Gambaran ideal dari proses sejarah panjang ini adalah yang berlangsung di negara-negara
modern atau negara-negara industri maju. Dalam kerangka ini, berkembangnya negara
modern ditandai oleh dua proses penting yakni, pertama, monopolisasi kekuasaan politik
yang berlangsung di halaman istana dan, kedua, birokratisasi. Kedua proses ini berjalan
secara timbal balik. Upaya untuk membentuk aparat pemaksa (militer) menuntut
berkembangnya sistem perpajakan yang efektif yang, selanjutnya, dapat digunakan untuk
memobilisir dana bagi upaya-upaya monopolisasi kekuasaan tersebut. Dengan kata lain,
perang-perang kecil dalam lingkungan istana yang berakhir dengan monopolisasi kekuasaan
politik menghasilkan sampingan berupa perkembangan sistem perpajakan yang teratur dan
sistematis. Pada saat yang sama, monopolisasi kekuasaan politik, dalam arti monopoli sarana
kekerasan fisik, berlangsung dengan efektif dengan dukungan sistem perpajakan yang baik
(Bourdieu, 1998, 102).
Berkembangnya birokrasi dalam negara modern berperan besar bagi institusionalisasi negara
dan menjadikan kehadiran negara tidak hanya sebagai konstruksi, melainkan lebih nyata
dalam kehidupan sehari-hari setiap individual. Para birokrat terutama aparat penegak hukum
merupakan bentuk ataupun simbol dari kehadiran negara.

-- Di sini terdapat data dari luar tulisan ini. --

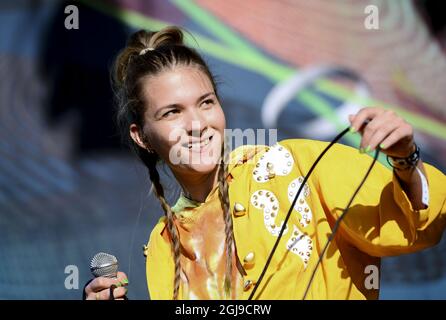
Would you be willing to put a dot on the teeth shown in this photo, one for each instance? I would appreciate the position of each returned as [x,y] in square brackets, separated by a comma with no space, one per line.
[197,145]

Konsep negara sebagai sebuah konstruksi, dan bukan hanya sebagai sebuah institusi, hampir
tidak pernah muncul dalam konteks negara-negara dunia ketiga. Dalam banyak kasus, negara
seringkali tidak menjadi acuan identitas ataupun acuan bagi proses politik yang berlangsung
di negara tersebut. Tanpa fungsi acuan ini, kehadiran institusional negara menjadi sangat tidak
efektif. Seperti terlihat dalam banyak kasus di negara-negara berkembang, kehadiran birokrasi
tidak berkorelasi dengan kehadiran negara. Birokrasi di negara-negara ini bukan hanya tidak
efektif, tetapi justru seringkali memperlemah negara sebagai acuan bagi para pelaku
politiknya. Dalam konteks inilah, proses politik yang belangsung di negara-negara
berkembang cenderung mengarah pada kekacauan politik seperti yang berlangsung di Afrika,
Asia ataupun di negara-negara bekas Uni Soviet (Menzel, 1998, 227).
Dinamika negara
Memahami negara melalui perspektif sosiologis, sebagaimana dibahas pada bagian
sebelumnya, mengharuskan kita untuk melihat secara khusus konteks perkembangan dan
keberadaan negara-negara berkembang. Dilihat dari perpektif ini, negara dunia ketiga adalah
produk dari berbagai faktor yang sangat kompleks dalam rangkaian sejarah mereka: bentukbentuk
organisasi politik sebelum masa kolonial dan birokratisasi masa kolonial, tumpang
5
tindihnya periode sejarah yang sangat berbeda serta pengaruh konjunktur politik terhadap
bentuk konkrit kekuasaan politik, terhadap bentuk-bentuk reproduksi material ataupun
simbolis. Juga perubahan-perubahan kontemporer dalam lingkungan internasional seperti
berkembangnya ekonomi dunia memainkan peran yang sangat besar bagi proses pembentukan
kekuasaan politik di negara-negara dunia ketiga. Oleh karenanya, dalam kategori dunia
ketiga, misalnya, kita akan dapat dengan mudah menemukan perbedaan-perbedaan yang
sangat besar antara negara-negara di Asia, Afrika dan Amerika Latin. Bahkan di dalam
kerangka regionalpun negara-negara di Asia, Afrika ataupun Amerika Latin sangat berbeda
satu sama lain.
Tetapi, di luar berbagai kondisi spesifik yang membentuk negara-negara dunia ketiga secara
individual, negara-negara tersebut memiliki satu karakter umum yang sama: monopolisasi
kekerasan dan state-building untuk menjadikan negara sebagai arena tawar menawar yang
otonom, cenderung tidak pernah tercapai, karena konsep negara hampir tidak pernah muncul
dalam habitus, yakni dalam benak para pelaku proses politik yang berlangsung di dalamnya.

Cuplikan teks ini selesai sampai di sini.